EDIT: I just noticed that the 'Last Query' time shown in the screenshot is actually about an hour ago, whereas I have been testing this issue within the last 5 minutes. So it seems as though the Pi is picking up my phone and trying to protect it, but there is nothing in the query log when filtered to client IP 192.168.1.6
The domain that you suggested for testing in my first thread on this forum, flurry.com, loads fine on my phone but not on my laptop. Also, a game that I often play is still showing me in-app ads on the phone.
I haven't bothered testing this any further since I would expect those two things to be enough to convince anyone that PiHole is not working for my phone. Am I wrong about that?
No. If Pi-hole is not blocking domains for that device only, then the DNS traffic for that device is going elsewhere and Pi-hole does not have an opportunity to block it. I suspect the problem is not with Pi-hole, but with the configuration of the DNS settings on the Android phone. If some of the traffic made its way to Pi-hole, then Pi-hole will show that client as using Pi-hole.
192.168.1.100 is the Pi, so Windows is definitely configured correctly, but I have no idea how to configure DNS settings on my phone. I assumed that setting the Pi as my only DNS server in my router's config would prevent me from having to fiddle with each device separately, but I guess I was wrong.
The full ungrepped output from getprop is four pages long, so I can't post a screenshot of it But quickly scanning over it, I didn't notice anything obviously-related to DNS.
No, but I just tried forcing my phone to forget the SSID and reconnected, to no avail.
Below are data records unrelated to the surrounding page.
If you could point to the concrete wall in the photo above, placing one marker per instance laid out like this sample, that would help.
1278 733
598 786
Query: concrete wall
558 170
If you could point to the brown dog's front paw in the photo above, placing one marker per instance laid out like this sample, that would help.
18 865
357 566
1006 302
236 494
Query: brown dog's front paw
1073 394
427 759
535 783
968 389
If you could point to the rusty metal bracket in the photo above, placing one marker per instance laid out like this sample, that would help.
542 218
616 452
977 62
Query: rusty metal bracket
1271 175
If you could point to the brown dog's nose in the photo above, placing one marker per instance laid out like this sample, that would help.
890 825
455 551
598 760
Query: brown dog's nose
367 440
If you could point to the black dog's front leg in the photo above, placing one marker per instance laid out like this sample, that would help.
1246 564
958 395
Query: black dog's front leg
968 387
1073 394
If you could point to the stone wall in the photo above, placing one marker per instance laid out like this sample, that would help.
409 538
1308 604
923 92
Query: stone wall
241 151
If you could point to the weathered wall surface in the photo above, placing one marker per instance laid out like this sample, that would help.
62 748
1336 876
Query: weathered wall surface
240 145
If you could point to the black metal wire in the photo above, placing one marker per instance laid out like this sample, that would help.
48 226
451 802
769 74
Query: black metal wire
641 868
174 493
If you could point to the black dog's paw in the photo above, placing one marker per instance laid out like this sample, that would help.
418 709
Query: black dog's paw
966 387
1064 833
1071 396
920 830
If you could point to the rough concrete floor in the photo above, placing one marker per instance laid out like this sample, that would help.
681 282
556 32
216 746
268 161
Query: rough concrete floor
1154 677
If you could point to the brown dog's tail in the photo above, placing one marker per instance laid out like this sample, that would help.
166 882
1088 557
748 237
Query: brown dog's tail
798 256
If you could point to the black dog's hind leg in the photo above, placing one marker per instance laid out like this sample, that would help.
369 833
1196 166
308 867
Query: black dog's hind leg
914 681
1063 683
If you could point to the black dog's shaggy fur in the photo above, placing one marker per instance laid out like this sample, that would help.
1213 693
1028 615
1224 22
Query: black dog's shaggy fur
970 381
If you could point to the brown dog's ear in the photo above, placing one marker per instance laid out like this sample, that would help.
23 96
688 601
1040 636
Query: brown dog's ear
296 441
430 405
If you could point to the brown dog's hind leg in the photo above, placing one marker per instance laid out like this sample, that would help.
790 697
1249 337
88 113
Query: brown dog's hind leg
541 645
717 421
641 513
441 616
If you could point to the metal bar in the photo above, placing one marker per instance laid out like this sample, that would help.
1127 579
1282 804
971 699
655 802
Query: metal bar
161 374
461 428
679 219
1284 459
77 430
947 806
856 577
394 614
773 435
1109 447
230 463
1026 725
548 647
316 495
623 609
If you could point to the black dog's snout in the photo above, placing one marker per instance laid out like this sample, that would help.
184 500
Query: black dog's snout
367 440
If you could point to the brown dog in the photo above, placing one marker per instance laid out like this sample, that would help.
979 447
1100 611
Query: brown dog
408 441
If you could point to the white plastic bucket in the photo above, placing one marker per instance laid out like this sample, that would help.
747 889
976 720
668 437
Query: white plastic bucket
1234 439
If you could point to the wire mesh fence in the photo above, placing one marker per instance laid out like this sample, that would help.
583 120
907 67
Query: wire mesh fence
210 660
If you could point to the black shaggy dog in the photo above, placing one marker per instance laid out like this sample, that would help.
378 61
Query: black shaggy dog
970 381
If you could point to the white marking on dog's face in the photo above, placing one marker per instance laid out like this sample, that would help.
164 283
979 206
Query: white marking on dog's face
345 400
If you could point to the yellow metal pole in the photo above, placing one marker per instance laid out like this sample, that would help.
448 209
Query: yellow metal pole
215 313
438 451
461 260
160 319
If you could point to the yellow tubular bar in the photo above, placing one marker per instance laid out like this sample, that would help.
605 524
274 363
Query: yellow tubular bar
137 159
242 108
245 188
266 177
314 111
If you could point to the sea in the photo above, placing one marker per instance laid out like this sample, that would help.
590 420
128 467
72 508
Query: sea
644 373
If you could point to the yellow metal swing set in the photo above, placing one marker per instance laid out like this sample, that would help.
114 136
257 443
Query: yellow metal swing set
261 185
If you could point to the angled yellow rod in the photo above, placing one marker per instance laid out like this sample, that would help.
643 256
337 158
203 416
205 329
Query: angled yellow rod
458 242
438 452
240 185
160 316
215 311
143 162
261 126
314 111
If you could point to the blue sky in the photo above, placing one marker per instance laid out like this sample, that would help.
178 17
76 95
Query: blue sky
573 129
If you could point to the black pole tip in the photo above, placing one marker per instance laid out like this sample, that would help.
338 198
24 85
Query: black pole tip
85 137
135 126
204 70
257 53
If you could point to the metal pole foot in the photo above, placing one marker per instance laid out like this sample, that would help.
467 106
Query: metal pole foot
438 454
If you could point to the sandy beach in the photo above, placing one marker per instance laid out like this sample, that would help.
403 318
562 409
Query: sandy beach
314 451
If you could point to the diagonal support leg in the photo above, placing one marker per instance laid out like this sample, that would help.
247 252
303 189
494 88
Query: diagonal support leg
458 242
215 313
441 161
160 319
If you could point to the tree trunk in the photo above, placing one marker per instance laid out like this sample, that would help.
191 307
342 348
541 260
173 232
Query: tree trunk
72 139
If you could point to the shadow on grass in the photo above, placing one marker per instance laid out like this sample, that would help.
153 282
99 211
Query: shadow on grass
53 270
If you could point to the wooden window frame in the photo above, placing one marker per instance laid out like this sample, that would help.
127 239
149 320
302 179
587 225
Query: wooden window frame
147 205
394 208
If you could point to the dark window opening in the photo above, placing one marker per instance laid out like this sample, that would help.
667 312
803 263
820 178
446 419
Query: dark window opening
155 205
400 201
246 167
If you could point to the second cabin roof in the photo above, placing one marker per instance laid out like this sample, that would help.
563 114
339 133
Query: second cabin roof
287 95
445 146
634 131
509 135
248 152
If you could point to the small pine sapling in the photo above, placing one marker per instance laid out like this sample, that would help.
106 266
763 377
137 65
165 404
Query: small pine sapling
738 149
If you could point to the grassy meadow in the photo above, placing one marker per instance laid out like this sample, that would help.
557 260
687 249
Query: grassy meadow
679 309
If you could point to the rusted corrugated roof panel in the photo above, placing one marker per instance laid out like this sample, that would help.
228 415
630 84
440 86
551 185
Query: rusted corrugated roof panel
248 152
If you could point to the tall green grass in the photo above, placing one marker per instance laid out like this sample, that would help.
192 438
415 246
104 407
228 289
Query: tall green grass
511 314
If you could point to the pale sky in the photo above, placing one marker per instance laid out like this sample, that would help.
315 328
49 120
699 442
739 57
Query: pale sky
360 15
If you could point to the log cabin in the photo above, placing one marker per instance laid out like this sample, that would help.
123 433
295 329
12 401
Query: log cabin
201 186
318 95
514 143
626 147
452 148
Can still load flurry.com in Chrome, even after a cache flush
Whenever you make a DHCP change, the clients need to renew their DHCP lease for the new settings to propagate.
And do consider even DNS queries gets cached in the OS.
Try rebooting the phone.
Ah-hah! You're probably right! %$#@ing IPv6 screws with me yet again...I've discussed this with others in my first thread. Don't suppose you know anything about disabling IPv6 on my LAN interface in OpenWRT?? And how would I disable it on the Pi?
Yeah I vaguely remember running those commands before, as suggested here. My Google search for "openwrt disable ipv6" brought that up as the first result, and showed it as a previously-visited link. So I think that's how I "disabled IPv6" to begin with...or at least I thought I had!
EDIT: Just remembered what the problem probably is: I reflashed OpenWRT on my router recently, since I was having trouble with some other settings that I had misguidedly enabled. But re-running those commands still doesn't seem to have changed anything...my phone still shows that IPv6 address as a DNS server :@
Switching off IPv6 on your router will just stop it from distributing a global public IPv6 prefix as supplied by your ISP.
It wouldn't stop your devices from assigning at least link-local IPv6 addresses for themselves, or a ULA address if they can get hold of a ULA prefix somehow. You'd have to switch off IPv6 on every single device individually to be sure to cut IPv6 from your network.